Sokak ortalarında dolaşmaya devam ediyoruz. İnsani ölçekteki cumbaların birbirlerini karşılayan hallerinde, vaktin “Komşu, komşu! Huuu” seslerini işitir üzere oluyoruz. Yalnızca tek at arabasının geçebileceği dar sokaklarda çocukların özgürce koşturmalarını izliyoruz. Meskenler tarihi kimliklerini saklamamakta kararlı. Düğmeli konutlardan tek anacaddeye çıktığımızda ağaçlar altında sağlı sollu kahvehaneler karşılıyor. Beldenin insanına selam verirken, üst üste atılmış yaşlı bacaklar hürmetle indirilip selamlar alınıyor. Yöre insanı ziyaretçilere sıcak. Meraklı bakışların mühleti kısa tutuluyor, anlık dönüyor tebessüm eden yüzler… Dağ, ova, mağara…

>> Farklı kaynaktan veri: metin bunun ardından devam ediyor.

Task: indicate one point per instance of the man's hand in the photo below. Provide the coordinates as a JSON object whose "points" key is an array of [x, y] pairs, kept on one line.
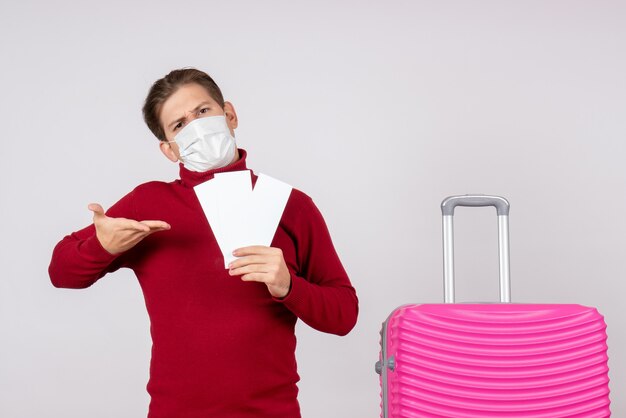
{"points": [[262, 264], [117, 235]]}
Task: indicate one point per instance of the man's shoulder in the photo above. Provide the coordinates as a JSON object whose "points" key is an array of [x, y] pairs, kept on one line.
{"points": [[156, 186]]}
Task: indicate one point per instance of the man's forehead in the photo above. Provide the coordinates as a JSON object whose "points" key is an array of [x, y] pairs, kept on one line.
{"points": [[184, 100]]}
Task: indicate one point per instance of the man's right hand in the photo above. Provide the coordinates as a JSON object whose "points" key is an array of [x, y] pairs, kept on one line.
{"points": [[117, 235]]}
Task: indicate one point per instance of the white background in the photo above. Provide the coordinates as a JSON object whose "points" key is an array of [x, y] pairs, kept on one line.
{"points": [[378, 110]]}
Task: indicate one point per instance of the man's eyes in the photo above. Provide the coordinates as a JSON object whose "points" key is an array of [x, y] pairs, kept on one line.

Beldenin sırtını verdiği küçük Toros dağının ismi Karadağ… 1455 metre yüksekliğindeki dağ, tabiat atletleri için bir trekking noktası olmuş, bilhassa hafta sonu yamaçlar hareketli. Kışın karlar altında kalan 90 bin dönümlük Eynif Ovası’nda ‘başına buyruk’ yılkı atları dolanıyor. Ovada at yarışları yapılıyor. Pak dağ havasında onları izlemek için Eynif’e akan binlerce turist var. Bölgenin bir öteki doğal güzelliyse Altınbeşik… Ulusal parka da ismini veren mağara, Türkiye’nin en büyük yeraltı gölüne sahip. 2.5 kilometrelik uzunluğuyla dünyanın en derin mağaralarından biri.
SANAT ATÖLYESİ ÜZERE SOKAKLAR
Ormana yayla iklimine sahip. Yazın kavurucu Antalya sıcağından kaçan Akdenizliler, soluğu kuzey dağlarının yamaçlarında alıyor. Bölge mimarisinin silüetini bozmayan çağdaş yazlıkları bu yüzden köyün her noktasında ahenk içinde görüyoruz. Lakin sonbahar ziyaretlerinin içeriği biraz farklı. Ziyaretçiler şenlikler için geliyor. Beldede bir periyot sanat meşaleleri yakılmış, memleketler arası Artoros Kültür ve Sanat Şenliği düzenlenmiş, sokaklar onlarca ülkeden yüzlerce sanatçı tarafından resmedilmiş.
NASIL GİDERİM?
Ormana, Seydişehir’e 88, Antalya’ya 170 kilometre aralıkta. Güneyden gidenler Büyükalan Köyü’nden sola, Konya tarafından Akseki’den sonra sağa sapıp köye ulaşabilir.